PDX POP NOW! 2012 COMPILATION RELEASE: SUN ANGLE, WILD ONES, HOLLYWOOD TANS, MC ROSE, DJ PORSCHE CAYENNE
(Holocene, 1001 SE Morrison) See My, What a Busy Week!

GIDEON FREUDMANN
(The Secret Society, 116 NE Russell) If the Portland Cello Project flexes the limitations of the classical ensemble, then Gideon Freudmann has completely busted the boundaries of what a solo cello can do. When he's not playing with the Cello Project, Freudmann makes explorative, stylistically diverse recordings, using effects and loops to make his cello sound like a million different things. He layers light, rain-on-the-windowpane plucks with sonorous bowed laments; he puts his cello through a fuzz pedal and makes the damn thing howl with feedback. Freudmann's new album Rain Monsters is a celebration of this rainy city, and his compositions range in impact from light drizzle to heavy downpour. NED LANNAMANN

HAUSCHKA, NAOMI LAVIOLETTE
(Doug Fir, 830 E Burnside) Last year, Hauschka released an album of house music. This wasn't a shocking event—unless you knew that Hauschka, real name Volker Bertelmann, from Düsseldorf, is a composer and pianist. He's famous for sticking objects in the guts of his pianos, John Cage-style, to create lovely, understated compositions. Endearingly, the best song on Hauschka's 2010 album, Foreign Landscapes, is called "Mount Hood." If you didn't know better, you'd guess, "maybe Satie?" On 2011's Salon des Amateurs, Hauschka collaborated with múm drummer Samuli Kosminen, Calexico's John Convertino and Joey Burns (who may have inspired the great use of horns), and a computer. The piano is still unplugged, so the term "house" should be read loosely, but maybe not as much as you'd think.
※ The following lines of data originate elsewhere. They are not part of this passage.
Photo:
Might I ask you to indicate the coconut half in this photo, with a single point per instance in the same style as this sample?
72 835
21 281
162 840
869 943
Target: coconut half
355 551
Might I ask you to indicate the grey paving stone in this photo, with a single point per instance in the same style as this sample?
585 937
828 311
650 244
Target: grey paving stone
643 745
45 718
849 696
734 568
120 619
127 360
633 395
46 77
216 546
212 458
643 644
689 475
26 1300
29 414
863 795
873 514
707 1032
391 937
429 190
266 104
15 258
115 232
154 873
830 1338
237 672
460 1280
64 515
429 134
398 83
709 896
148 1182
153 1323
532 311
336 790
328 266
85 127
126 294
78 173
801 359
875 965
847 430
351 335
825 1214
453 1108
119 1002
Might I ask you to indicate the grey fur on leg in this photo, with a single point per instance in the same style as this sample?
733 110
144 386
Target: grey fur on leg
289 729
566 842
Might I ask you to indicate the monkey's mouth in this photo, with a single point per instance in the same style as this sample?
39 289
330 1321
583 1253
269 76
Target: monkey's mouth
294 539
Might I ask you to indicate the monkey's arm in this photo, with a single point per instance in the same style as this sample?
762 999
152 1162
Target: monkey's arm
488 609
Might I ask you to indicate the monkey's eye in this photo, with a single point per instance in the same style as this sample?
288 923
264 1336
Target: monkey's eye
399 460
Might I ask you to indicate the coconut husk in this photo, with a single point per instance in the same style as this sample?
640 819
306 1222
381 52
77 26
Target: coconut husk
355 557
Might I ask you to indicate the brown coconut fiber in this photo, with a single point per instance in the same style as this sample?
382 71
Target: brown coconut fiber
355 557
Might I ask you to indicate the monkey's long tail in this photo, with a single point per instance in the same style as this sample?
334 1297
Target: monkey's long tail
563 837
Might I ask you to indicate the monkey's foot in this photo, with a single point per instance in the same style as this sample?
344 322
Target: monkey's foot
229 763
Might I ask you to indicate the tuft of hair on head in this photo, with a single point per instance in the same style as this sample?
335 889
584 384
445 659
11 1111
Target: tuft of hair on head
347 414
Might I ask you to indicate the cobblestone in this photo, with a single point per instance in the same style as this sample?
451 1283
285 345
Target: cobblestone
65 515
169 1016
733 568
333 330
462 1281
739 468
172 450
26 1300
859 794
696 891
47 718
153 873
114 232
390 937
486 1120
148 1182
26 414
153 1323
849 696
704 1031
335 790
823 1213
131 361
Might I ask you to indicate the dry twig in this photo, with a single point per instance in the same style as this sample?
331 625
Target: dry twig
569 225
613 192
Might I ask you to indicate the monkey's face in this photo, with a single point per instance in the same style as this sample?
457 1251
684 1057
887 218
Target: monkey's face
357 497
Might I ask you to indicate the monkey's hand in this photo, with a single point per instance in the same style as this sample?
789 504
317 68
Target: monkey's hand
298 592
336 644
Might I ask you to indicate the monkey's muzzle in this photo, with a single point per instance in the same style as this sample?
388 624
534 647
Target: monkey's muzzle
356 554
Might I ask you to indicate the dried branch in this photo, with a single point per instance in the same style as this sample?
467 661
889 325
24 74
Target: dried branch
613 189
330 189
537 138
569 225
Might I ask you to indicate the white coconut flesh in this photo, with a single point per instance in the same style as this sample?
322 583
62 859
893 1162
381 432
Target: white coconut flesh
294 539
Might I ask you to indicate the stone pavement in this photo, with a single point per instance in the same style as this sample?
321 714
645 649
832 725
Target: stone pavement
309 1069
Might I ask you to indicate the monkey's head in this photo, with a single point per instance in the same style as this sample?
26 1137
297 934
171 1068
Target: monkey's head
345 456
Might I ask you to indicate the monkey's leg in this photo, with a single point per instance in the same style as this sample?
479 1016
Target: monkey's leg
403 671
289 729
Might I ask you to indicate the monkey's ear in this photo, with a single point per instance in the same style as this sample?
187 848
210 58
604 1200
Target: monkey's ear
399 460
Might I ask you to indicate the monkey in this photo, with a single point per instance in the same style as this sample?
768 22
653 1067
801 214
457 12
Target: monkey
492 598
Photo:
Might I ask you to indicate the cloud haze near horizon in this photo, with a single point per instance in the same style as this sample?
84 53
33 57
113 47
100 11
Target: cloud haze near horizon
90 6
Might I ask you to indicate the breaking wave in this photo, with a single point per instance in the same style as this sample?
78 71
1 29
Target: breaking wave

By the end of each song, the layered tracks come together to create sophisticated, supercool dance grooves. REBECCA WILSON

LIKE A VILLAIN, HAGS, EACH OTHER, COLE BABY
(Record Room, 8 NE Killingsworth) If Björk were stranded on a desert island and had to reinterpret the score to the original Pink Panther with only a loop pedal, a glockenspiel, and a clarinet, I would imagine it would come out similar to "Glass Watch" on Like a Villain's The Life of a Gentleman. The music of Like a Villain, the minimalist avant-garde solo project of Holland Andrews, is hauntingly beautiful. She layers her voice, field recordings, and mostly non-chordal instruments to create a voluptuous yet raw backdrop for her lyrics, which are sparse but emotionally intense. Watching her stack layers on top of layers in live performance is a highly recommended experience. ROCHELLE HUNTER

FRIDAY 6/8

IN THE COOKY JAR TWO-YEAR ANNIVERSARY: DJ COOKY PARKER
(Eagles Lodge, 4904 SE Hawthorne) See My, What a Busy Week!

JAPANTHER VS. NIGHTSHADE
(Disjecta, 8371 N Interstate) See My, What a Busy Week!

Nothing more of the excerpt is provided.